Neurons compute and communicate electrochemically by controlling how ions (charged particles) flow across their membranes. At "rest", the inside of a neuron is slightly negative (- 70 mV) relative to its environment. However, its surface is studded with channels that let different types of ions into/out of the cell as well as "receptors" that can open or close these channels. Some are opened by specific chemicals, which can bring the cell's membrane potential closer to zero (e.g., by admitting sodium ions). Once it gets above about -55 mV, other channels that are sensitive to voltage take over, and produce a wave of activity that shoots down the axon and eventually causes the release of chemicals that affect other neurons, muscles, etc. This is what actually does work in the brain, but it's not what fMRI measures.
Instead, fMRI exploits the fact this process is energetically expensive: neurons need oxygen and sugar (glucose) to do all that work, and so neurons need to plumbed into the vascular system so those can be delivered. The signal fMRI measures is called the BOLD signal, for Blood Oxygenation Level Dependent. The magnetic properties of a blood molecule carrying oxygen are a bit different from a deoxygenated one, and thus they can be told apart with some clever physics and signal processing.
Based on what I said above, you might expect that fMRI thus measures the reduction in oxygenation, but it actually turns out to be a lot more complicated than that. Levels do dip when nearby neurons are active, but only briefly. After that, they shoot up, above baseline levels: more blood--and more oxygen--are delivered to the formerly-active area.
This is mostly what fMRI measures.
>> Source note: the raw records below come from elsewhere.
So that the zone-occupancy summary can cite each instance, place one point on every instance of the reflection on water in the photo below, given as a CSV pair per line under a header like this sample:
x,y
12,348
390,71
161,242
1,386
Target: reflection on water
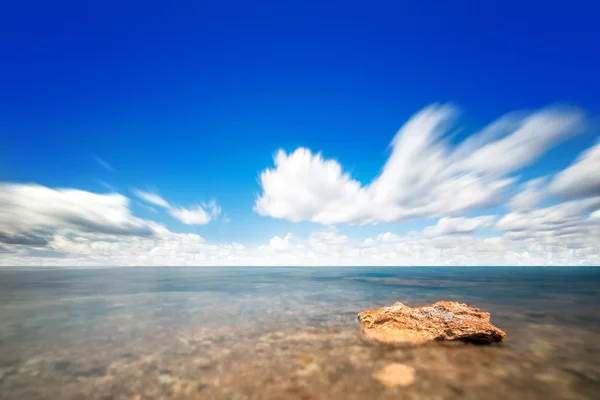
x,y
272,333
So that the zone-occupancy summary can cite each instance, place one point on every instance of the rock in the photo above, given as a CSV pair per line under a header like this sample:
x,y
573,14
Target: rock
x,y
393,375
444,320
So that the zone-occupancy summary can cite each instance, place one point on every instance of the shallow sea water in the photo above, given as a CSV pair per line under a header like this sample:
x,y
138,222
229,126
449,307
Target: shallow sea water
x,y
289,333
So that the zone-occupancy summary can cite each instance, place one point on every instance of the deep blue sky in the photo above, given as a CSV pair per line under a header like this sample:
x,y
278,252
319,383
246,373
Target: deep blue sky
x,y
193,98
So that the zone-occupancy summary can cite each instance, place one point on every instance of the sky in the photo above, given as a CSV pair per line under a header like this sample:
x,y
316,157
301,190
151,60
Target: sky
x,y
299,133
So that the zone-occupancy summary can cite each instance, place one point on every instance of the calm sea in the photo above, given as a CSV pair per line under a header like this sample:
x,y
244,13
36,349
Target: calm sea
x,y
271,333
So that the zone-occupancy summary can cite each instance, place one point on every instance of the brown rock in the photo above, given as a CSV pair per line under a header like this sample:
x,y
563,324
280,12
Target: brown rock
x,y
444,320
393,375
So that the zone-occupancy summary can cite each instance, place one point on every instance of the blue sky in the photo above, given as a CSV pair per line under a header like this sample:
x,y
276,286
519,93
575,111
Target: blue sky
x,y
193,100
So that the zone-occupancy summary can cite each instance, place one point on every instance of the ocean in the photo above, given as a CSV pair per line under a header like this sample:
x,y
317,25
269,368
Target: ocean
x,y
289,333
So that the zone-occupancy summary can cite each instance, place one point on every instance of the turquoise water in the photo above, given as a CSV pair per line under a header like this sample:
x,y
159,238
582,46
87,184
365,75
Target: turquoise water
x,y
215,332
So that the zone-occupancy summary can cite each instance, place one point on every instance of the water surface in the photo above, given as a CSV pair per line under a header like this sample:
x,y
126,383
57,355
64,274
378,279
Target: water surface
x,y
271,333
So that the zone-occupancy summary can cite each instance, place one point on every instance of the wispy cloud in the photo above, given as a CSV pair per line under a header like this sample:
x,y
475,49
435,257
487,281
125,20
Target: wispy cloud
x,y
198,215
424,176
152,198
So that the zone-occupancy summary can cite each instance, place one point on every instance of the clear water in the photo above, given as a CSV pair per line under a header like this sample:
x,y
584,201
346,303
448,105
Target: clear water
x,y
262,333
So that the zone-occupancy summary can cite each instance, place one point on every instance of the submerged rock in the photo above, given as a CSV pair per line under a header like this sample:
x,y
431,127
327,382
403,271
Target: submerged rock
x,y
444,320
393,375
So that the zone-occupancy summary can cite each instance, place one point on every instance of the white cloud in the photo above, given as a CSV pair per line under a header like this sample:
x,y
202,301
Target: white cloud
x,y
458,225
554,219
582,178
424,175
318,249
532,194
30,213
152,198
198,215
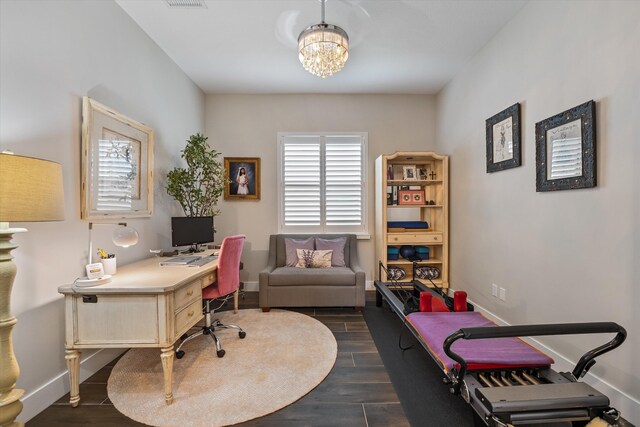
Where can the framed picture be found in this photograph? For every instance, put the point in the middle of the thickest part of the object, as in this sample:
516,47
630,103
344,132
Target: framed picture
411,197
244,178
409,173
503,139
566,149
117,164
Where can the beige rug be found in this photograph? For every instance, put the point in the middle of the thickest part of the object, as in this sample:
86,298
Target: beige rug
284,356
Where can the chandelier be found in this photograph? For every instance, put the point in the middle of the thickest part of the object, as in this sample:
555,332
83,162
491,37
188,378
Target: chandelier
323,48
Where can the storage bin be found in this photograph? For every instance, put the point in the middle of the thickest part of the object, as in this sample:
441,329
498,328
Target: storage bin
422,252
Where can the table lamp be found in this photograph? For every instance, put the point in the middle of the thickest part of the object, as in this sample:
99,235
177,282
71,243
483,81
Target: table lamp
30,190
122,236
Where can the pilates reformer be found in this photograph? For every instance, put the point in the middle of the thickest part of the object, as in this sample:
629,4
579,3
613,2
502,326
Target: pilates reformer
505,380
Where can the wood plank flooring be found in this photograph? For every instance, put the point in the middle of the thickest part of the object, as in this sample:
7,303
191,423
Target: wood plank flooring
357,392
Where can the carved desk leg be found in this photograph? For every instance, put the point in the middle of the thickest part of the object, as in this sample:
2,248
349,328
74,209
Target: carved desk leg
167,368
73,366
235,301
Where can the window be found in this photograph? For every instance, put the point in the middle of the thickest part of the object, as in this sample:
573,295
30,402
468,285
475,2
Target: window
323,182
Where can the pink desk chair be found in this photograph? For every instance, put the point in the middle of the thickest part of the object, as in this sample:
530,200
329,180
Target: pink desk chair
227,285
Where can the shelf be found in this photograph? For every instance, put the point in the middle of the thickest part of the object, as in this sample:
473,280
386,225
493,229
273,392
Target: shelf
407,262
435,215
414,206
414,182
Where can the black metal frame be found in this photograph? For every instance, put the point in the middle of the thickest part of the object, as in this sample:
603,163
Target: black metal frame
584,364
587,114
514,113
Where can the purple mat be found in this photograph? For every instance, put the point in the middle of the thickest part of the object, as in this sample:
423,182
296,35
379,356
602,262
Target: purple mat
434,328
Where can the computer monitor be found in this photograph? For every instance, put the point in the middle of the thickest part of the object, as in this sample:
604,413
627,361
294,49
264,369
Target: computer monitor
194,231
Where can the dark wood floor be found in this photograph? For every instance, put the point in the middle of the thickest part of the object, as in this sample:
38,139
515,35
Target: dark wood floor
357,392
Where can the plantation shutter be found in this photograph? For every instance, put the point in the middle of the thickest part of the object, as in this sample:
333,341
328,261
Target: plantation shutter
302,181
115,188
323,186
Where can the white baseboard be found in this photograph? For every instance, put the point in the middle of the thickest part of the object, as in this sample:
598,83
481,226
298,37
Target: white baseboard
41,398
628,406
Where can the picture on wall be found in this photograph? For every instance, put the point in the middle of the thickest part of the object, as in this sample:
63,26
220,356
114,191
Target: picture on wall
243,175
117,164
503,139
566,149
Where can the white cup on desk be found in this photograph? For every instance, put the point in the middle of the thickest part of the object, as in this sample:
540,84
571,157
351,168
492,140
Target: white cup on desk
109,265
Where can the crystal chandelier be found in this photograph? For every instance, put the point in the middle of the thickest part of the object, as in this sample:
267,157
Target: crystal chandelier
323,48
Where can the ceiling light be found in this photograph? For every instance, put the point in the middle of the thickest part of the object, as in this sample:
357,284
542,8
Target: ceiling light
323,48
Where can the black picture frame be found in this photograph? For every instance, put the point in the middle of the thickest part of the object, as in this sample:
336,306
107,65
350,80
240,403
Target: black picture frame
503,139
566,150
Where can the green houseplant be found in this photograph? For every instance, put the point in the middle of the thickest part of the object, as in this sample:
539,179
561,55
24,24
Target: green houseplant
198,186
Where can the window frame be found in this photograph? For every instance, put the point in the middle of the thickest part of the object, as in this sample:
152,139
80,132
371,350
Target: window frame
362,231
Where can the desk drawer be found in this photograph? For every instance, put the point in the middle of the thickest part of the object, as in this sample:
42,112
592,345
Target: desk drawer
209,279
116,319
401,238
187,294
188,316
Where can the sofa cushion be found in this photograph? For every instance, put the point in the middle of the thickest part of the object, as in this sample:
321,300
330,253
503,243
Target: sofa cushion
337,246
291,276
291,247
313,259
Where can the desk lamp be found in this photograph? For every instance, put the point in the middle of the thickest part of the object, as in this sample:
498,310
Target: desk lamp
30,190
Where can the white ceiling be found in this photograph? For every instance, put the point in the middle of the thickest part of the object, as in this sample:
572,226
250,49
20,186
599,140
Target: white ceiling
250,46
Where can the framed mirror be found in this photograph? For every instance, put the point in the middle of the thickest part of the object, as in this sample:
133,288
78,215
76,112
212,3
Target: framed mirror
117,164
566,150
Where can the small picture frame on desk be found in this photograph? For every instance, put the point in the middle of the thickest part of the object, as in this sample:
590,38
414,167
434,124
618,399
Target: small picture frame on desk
411,197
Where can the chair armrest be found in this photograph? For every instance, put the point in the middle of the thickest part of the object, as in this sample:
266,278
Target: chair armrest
360,277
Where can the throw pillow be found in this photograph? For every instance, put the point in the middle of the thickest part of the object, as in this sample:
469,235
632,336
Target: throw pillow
313,259
292,245
337,246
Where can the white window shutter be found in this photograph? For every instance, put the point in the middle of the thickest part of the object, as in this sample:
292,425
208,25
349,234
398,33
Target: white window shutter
343,175
302,182
323,183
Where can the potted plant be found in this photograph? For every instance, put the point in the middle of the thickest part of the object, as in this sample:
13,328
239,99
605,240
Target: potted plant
198,186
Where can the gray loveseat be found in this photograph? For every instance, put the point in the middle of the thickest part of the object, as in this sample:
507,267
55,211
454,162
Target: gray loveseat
282,286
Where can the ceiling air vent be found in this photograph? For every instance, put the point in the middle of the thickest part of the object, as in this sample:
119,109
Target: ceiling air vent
187,4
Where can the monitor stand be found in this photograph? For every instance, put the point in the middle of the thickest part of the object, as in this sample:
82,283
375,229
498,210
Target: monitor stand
195,248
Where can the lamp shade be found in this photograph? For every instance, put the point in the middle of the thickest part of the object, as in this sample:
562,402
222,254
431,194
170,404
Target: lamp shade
125,236
30,189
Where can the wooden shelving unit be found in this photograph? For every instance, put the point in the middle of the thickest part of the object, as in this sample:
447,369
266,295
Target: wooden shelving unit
388,174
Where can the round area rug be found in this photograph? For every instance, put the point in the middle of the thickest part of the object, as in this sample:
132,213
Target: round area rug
284,356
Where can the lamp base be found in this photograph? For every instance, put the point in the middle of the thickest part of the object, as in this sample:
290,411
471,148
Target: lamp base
85,282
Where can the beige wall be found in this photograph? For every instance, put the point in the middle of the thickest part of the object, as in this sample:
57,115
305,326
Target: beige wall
247,125
565,256
53,53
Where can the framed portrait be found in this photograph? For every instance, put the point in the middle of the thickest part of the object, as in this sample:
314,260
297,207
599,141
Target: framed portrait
244,178
503,139
566,149
117,164
409,173
411,197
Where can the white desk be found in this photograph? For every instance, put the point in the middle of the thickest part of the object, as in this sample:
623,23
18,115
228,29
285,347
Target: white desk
144,305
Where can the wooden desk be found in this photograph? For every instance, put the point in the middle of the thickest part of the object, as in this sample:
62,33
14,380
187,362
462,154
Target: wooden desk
144,305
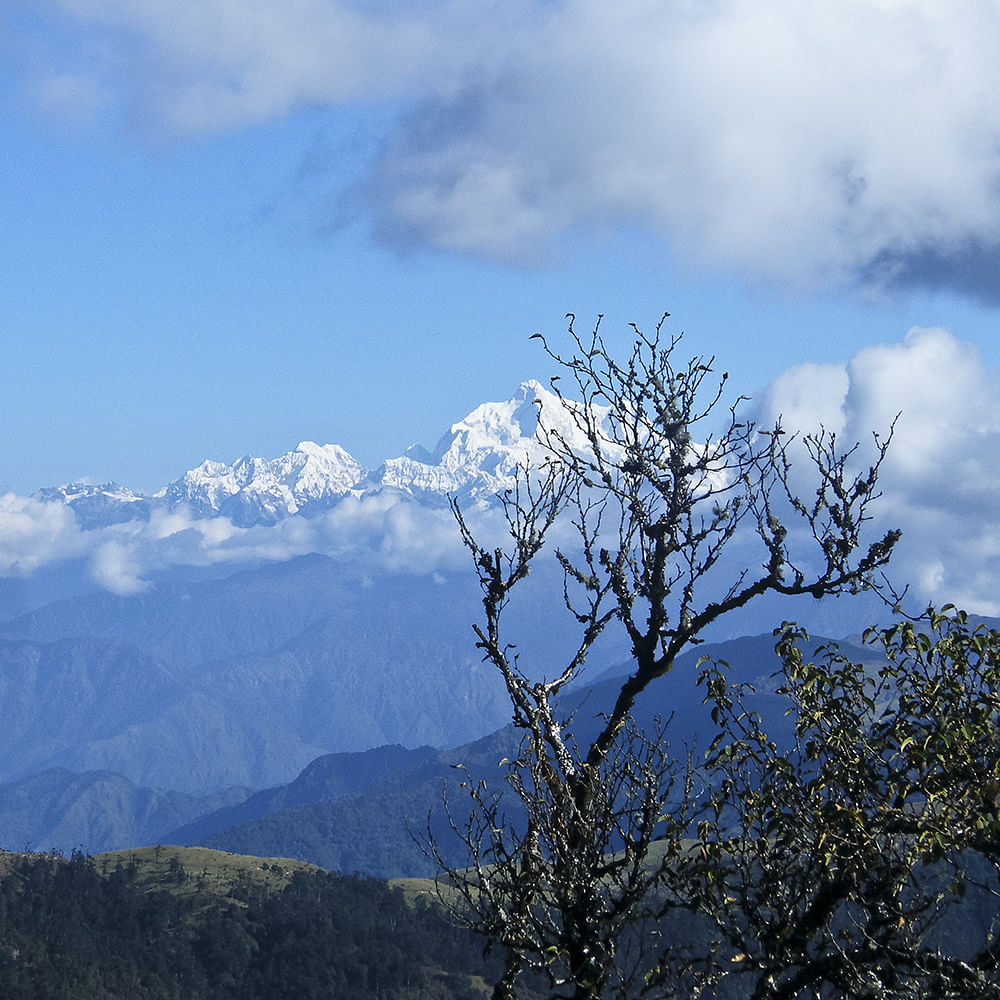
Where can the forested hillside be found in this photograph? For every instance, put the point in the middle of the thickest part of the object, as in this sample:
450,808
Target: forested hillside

The neuromuscular coupling seems to vary between brain states and maybe even brain areas; it's affected by different health conditions and drugs too. It's also limited by the structure of the vascular system. People occasionally find that veins appear to be heavily involved in cognitive tasks, sometimes even more than the brain itself, but that's just because they're delivering the blood.
Despite all this, the mechanisms are getting better understood and you can certainly interpret a BOLD change as suggesting that something is happening in that particular region, even if it's not clear exactly how it's implemented.